For our evaluation of the best model, we will be leveraging the Area under the ROC curve (AUC) metric.
Why?
AUC is a good performance metric to pick the best model since it captures the essential trade off between the true positive rate and the false positive rate. The AUC indicates a model’s ability to distinguish between positive and negative classes in a dataset.
An AUC of 1 indicates that the model made all predictions perfectly and it is a perfect model.
An area of 0.5 represents a model as good as random. We aim to obtain an AUC > 0.5 in order to accept our model as a decent classifier.
df_results = pd.DataFrame({'classifier':['LR','LR','DT','DT','RF','RF'],
'sampling type':['undersampled','oversampled']*3,
'auc':[lr_under_auc,lr_over_auc,dt_under_auc,dt_over_auc,rf_under_auc,rf_over_auc],
'accuracy':[lr_under_accuracy,lr_over_accuracy,dt_under_accuracy,dt_over_accuracy,\
rf_under_accuracy,rf_over_accuracy],
'recall':[lr_under_recall,lr_over_recall,dt_under_recall,dt_over_recall,\
rf_under_recall,rf_over_recall],
'precision':[lr_under_precision,lr_over_precision,dt_under_precision,dt_over_precision,\
rf_under_precision,rf_over_precision],
'specificity':[lr_under_spec,lr_over_spec,dt_under_spec,dt_over_spec,rf_under_spec,rf_over_spec]})
print("BASELINE MODEL PERFORMANCE ON VALIDATION SET")
sns.set(style="darkgrid")
fig, axs = plt.subplots(ncols=2)
sns.set(rc={'figure.figsize':(16,8)})
ax = sns.barplot(x="classifier", y="auc", hue="sampling type", data=df_results,ax=axs[0],palette="dark:salmon")
ax.set_xlabel('Classifier',fontsize = 15)
ax.set_ylabel('AUC', fontsize = 15)
ax.tick_params(labelsize=15)
sns.set(rc={'figure.figsize':(16,8)})
ax = sns.barplot(x="classifier", y="accuracy", hue="sampling type", data=df_results,ax=axs[1],palette="dark:salmon")
ax.set_xlabel('Classifier',fontsize = 15)
ax.set_ylabel('Accuracy', fontsize = 15)
ax.tick_params(labelsize=15)
fig, axs = plt.subplots(ncols=2)
sns.set(rc={'figure.figsize':(16,8)})
ax = sns.barplot(x="classifier", y="precision", hue="sampling type", data=df_results,ax=axs[0],palette="dark:salmon")

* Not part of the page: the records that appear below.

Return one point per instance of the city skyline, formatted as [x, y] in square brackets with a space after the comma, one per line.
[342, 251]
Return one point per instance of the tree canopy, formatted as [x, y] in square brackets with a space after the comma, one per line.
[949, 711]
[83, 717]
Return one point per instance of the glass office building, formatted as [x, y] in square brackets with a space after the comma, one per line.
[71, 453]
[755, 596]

ax.set_xlabel('Classifier',fontsize = 15)
ax.set_ylabel('Precision', fontsize = 15)
ax.tick_params(labelsize=15)
sns.set(rc={'figure.figsize':(16,8)})
ax = sns.barplot(x="classifier", y="recall", hue="sampling type", data=df_results,ax=axs[1],palette="dark:salmon")
ax.set_xlabel('Classifier',fontsize = 15)
ax.set_ylabel('Recall', fontsize = 15)
ax.tick_params(labelsize=15)
plt.show()
BASELINE MODEL PERFORMANCE ON VALIDATION SET
From the barplots shown above, we can make the following inferences:
1. In terms of accuracy, training the 3 models on oversampled data gives the highest accuracy for Logistic Regression model, Decision Tree Classifier, and Random Forest Classifier. Given that our dataset is imbalanced, accuracy isn't the best measure to evaluate our models because the model may be able to predict all negative samples as negative correctly even without sampling.
2. Undersampled data trains the model much better than oversampled data does. We obtain an AUC of 0.665 for Random Forest classifier trained on undersampled data.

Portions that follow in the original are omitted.